Dieses Gebiet ist jetzt der Gegenstand von Verhandlungen des Tuhoe-Stammes mit der Regierung. Weite Teile der Gegend wurden von der Kolonialregierung vor etwa hundert Jahren unter Vorwänden konfisziert und bis heute ist weder das Land zurückgegeben worden, noch hat es eine Entschädigung für das erlittene Unrecht gegeben. Darum geht es jetzt bei den Verhandlungen. Dabei wollen die Tuhoe sich nicht mit Entschädigungszahlungen abfinden lassen, wie sie das Resultat der Verhandlungen einiger anderer Stämme waren. Tuhoe wollen ihr Land zurück – und nicht nur das, sie wollen auch gleichzeitig ein Stück Autonomie erlangen. Zur Unterzeichnung des Rahmendokuments zu den Verhandlungen am 31. Juli reisten über 500 Tuhoe nach Wellington, um der Zeremonie beizuwohnen und damit die Bedeutung dieser Verhandlungen zu betonen.

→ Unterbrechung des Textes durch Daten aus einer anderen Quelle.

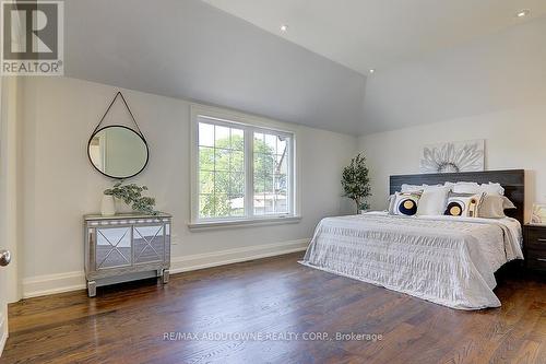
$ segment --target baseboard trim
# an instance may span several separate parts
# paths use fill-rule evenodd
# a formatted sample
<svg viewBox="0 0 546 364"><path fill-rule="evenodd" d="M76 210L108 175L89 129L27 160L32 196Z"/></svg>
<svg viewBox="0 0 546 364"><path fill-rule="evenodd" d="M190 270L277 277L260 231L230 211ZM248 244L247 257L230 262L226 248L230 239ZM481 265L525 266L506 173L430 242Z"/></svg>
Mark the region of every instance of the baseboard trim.
<svg viewBox="0 0 546 364"><path fill-rule="evenodd" d="M250 246L227 249L215 253L195 254L187 257L173 258L170 272L181 273L192 270L233 265L236 262L282 256L307 249L310 239L298 239L276 244Z"/></svg>
<svg viewBox="0 0 546 364"><path fill-rule="evenodd" d="M302 251L307 249L309 240L310 239L306 238L205 254L195 254L186 257L173 257L170 260L170 273L176 274L198 269ZM46 274L23 279L23 298L32 298L84 289L85 274L83 271Z"/></svg>

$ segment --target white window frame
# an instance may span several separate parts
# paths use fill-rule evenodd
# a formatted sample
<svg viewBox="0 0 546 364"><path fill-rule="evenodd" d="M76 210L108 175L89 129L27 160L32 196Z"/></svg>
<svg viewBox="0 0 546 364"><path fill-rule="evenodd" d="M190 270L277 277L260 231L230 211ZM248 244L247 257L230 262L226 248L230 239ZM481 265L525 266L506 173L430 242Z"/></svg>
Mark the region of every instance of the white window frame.
<svg viewBox="0 0 546 364"><path fill-rule="evenodd" d="M240 128L245 132L245 216L211 218L199 216L199 119L227 127ZM300 216L300 173L297 152L298 127L258 116L232 111L218 107L192 104L190 106L190 228L222 227L249 224L297 223ZM288 213L254 215L253 211L253 132L285 134L292 143L288 145Z"/></svg>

Pikanterweise ist einer der Verhandlungsführer der prominente Tuhoe-Aktivist Tame Iti, der gleichzeitig mit über 20 Anklagepunkten vor Gericht steht, und dem vorgeworfen wird, die angeblichen Trainingslager organisiert zu haben. Das in allen Zeitungen abgedruckte Photo der formellen Begrüssungszeremonie zwischen Iti, der einen Sinn für gut inszenierte und medienwirksame Auftritte hat, und Vizepremier Michael Cullen ist der Regierung auch einigermassen peinlich. Im wenigen Monaten sind Parlamentswahlen und welcher Politiker will schon zusammen mit jemandem gesehen werden, den er vor kurzem noch als Terroristen bezeichnet hat. Dass Itis Freund Te Weeti im Bild neben ihm mit erhobenem Stinkefinger zu sehen ist, macht die Sache für die Regierung nicht einfacher.

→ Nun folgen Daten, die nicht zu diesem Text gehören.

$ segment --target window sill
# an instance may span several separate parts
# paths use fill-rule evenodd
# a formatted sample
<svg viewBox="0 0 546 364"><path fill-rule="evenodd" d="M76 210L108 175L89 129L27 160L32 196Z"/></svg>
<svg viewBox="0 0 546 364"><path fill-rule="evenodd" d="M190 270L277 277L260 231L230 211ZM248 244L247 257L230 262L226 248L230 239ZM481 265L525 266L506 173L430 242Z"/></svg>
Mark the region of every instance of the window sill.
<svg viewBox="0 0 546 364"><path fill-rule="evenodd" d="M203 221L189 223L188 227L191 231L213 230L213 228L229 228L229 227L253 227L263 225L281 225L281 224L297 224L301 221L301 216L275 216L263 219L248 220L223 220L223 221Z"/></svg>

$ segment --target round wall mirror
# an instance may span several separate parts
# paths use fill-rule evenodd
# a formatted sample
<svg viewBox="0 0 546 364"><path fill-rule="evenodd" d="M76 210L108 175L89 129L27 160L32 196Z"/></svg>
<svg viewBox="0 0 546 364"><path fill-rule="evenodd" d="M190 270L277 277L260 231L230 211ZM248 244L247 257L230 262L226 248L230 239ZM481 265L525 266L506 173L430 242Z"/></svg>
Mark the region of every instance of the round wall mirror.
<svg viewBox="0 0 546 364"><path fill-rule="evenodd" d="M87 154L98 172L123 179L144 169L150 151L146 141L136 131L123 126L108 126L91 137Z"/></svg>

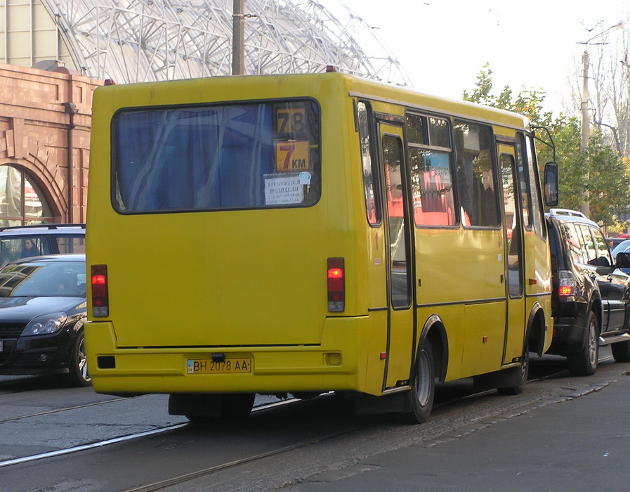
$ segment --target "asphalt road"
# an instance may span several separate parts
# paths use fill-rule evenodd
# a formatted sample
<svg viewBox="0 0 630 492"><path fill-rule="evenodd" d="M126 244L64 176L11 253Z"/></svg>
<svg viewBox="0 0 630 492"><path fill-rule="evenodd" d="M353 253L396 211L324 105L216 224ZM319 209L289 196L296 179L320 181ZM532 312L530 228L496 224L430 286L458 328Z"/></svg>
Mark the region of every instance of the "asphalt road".
<svg viewBox="0 0 630 492"><path fill-rule="evenodd" d="M534 357L532 372L563 367L560 358ZM442 403L431 420L419 426L358 419L334 398L256 413L244 425L198 426L169 415L164 396L114 399L46 378L17 385L2 378L0 491L148 491L171 479L156 486L170 492L523 490L534 488L535 477L542 490L626 489L617 486L626 481L622 465L630 455L628 372L630 364L608 359L593 376L561 373L530 382L516 396L491 391L468 398L470 381L449 383L439 389ZM159 432L164 427L172 428ZM147 434L1 465L137 432ZM594 486L596 480L607 486Z"/></svg>

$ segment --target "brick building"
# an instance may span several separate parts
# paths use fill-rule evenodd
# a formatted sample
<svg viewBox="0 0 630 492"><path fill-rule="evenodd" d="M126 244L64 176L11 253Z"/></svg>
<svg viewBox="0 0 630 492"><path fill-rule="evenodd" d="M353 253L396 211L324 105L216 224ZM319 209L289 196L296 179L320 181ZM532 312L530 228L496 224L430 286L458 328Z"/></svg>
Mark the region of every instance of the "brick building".
<svg viewBox="0 0 630 492"><path fill-rule="evenodd" d="M0 64L0 225L84 222L92 93L72 70Z"/></svg>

Parallel zu den Landraub-Verhandlungen hat es ausserdem Gespräche zwischen einigen Stammesführern der Tuhoe und Polizeipräsident Howard Broad gegeben, als deren Resultat ein Sprecher der Tuhoe bekanntgab, dass Broad im Oktober den Ort Ruatoki besuchen wird, der damals von der Polizei besetzt worden war. Obwohl die Polizei sich nicht öffentlich dazu geäussert hat, ist der einzig vorstellbare Grund für diesen Besuch der, eine offizielle Entschuldigung für den Polizeieinsatz abzuliefern.

Die derzeitige Situation gibt also den Autonomiebestrebungen der Tuhoe Aufwind. Nach der Unterzeichnung des Rahmendokuments erklärte Iti auf einer Veranstaltung in Wellington: „Als wir vor wenigen Monaten von Tuhoe-Autonomie sprachen hiess es, wir wären Spinner und Träumer. Heute ist das Thema offiziell auf dem Tisch“.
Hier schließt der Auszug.